Death on Diwali - pregnant leopard mowed down in Mumbai
While we were celebrating Diwali on 14th November, a reckless driver in a Tata Sumo knocked down a pregnant leopard and fatally injured it near Mira Road in Mumbai. Mumbai Mirror's 15th November newspaper edition had a report that said, "A pregnant leopard crossing the road on the Mumbai Ahmedabad National Highway at Mira Road in Maharashtra capital Mumbai on Saturday night was knocked down by an unidentified vehicle. The big cat died during treatment".
Report on the killing of the leopard published in the 15th November edition of Mumbai Mirror.
As per the report an eyewitness saw the leopard crossing the road at the Delhi Durbar Hotel road junction on Kashimira, at around 11.30pm. He also witnessed a speeding Tata Sumo crashing into the leopard. The injured wild cat then crawled into the nearby bushes. The eyewitness informed the nearby police chowky, who in turn intimated the forest department authorities of the Sanjay Gandhi National Park (SGNP), which is adjacent to Kashimira.
A pregnant leopard was mowed down in Mumbai on Diwali night. Photo for representation purposes only. (Image Source-Roadkills India).
The forest department officials quickly reached the spot with a wildlife rescue ambulance and after a short search found the injured leopard and took it away for treatment. Unfortunately, it had suffered serious internal injuries and haemorrhaging and died at around 2.30 am. An autopsy conducted by a team of veterinarians in the SGNP revealed that the leopard was pregnant and carrying three fetuses. So the cruel driver has not killed one, but four leopards!
Most motorists ignore such signs cautioning them to drive carefully in areas inhabited by wildlife.
This is not the only leopard that has been crushed on this stretch of Mumbai's Western Express Highway. Every year, about two to three leopards become victims of such fatal hit and run incidents. And while the police do file a report, I am not aware of a single case in which the driver has been traced, tried and punished for any of these offences. And it's not just leopards; various other animals also are victims of such road kills.
A chinkara, or Indian gazelle, killed by a cruel driver. (Image Source-Roadkills India).
Mumbai is fortunate that it has a protected forest area like the Sanjay Gandhi National Park located almost right within the city. But it's regrettable that instead of valuing this presence of jungle and wildlife, many people are not just indifferent, but as demonstrated by the callous driver, also a serious threat to their very existence.

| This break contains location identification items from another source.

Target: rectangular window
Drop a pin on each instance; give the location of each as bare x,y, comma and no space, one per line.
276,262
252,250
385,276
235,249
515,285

A gravely injured sambar on the Chandigarh-Shimla National Highway 22
Sadly, this is not the only place where animals are under threat of being run over. The tragic fact is all forested regions in India face the problem of road kills. I have personally seen a severely injured sambar deer on the crowded Chandigarh-Shimla National Highway 22. Some wild life experts I spoke to say the problem is far more serious than most people imagine, and road kills are a big danger to India's wildlife. They say almost hundred leopards die annually due to road kills by vehicles! The number of deer, fox, jackal, hare, wild boar, nilgai, mongoose, snakes and other reptiles and birds is believed to be in the thousands! Even tigers have been victims of road kills!
Over 100 leopards die annually in India due to road kills. (Image Source - Wildlife Conservation Trust).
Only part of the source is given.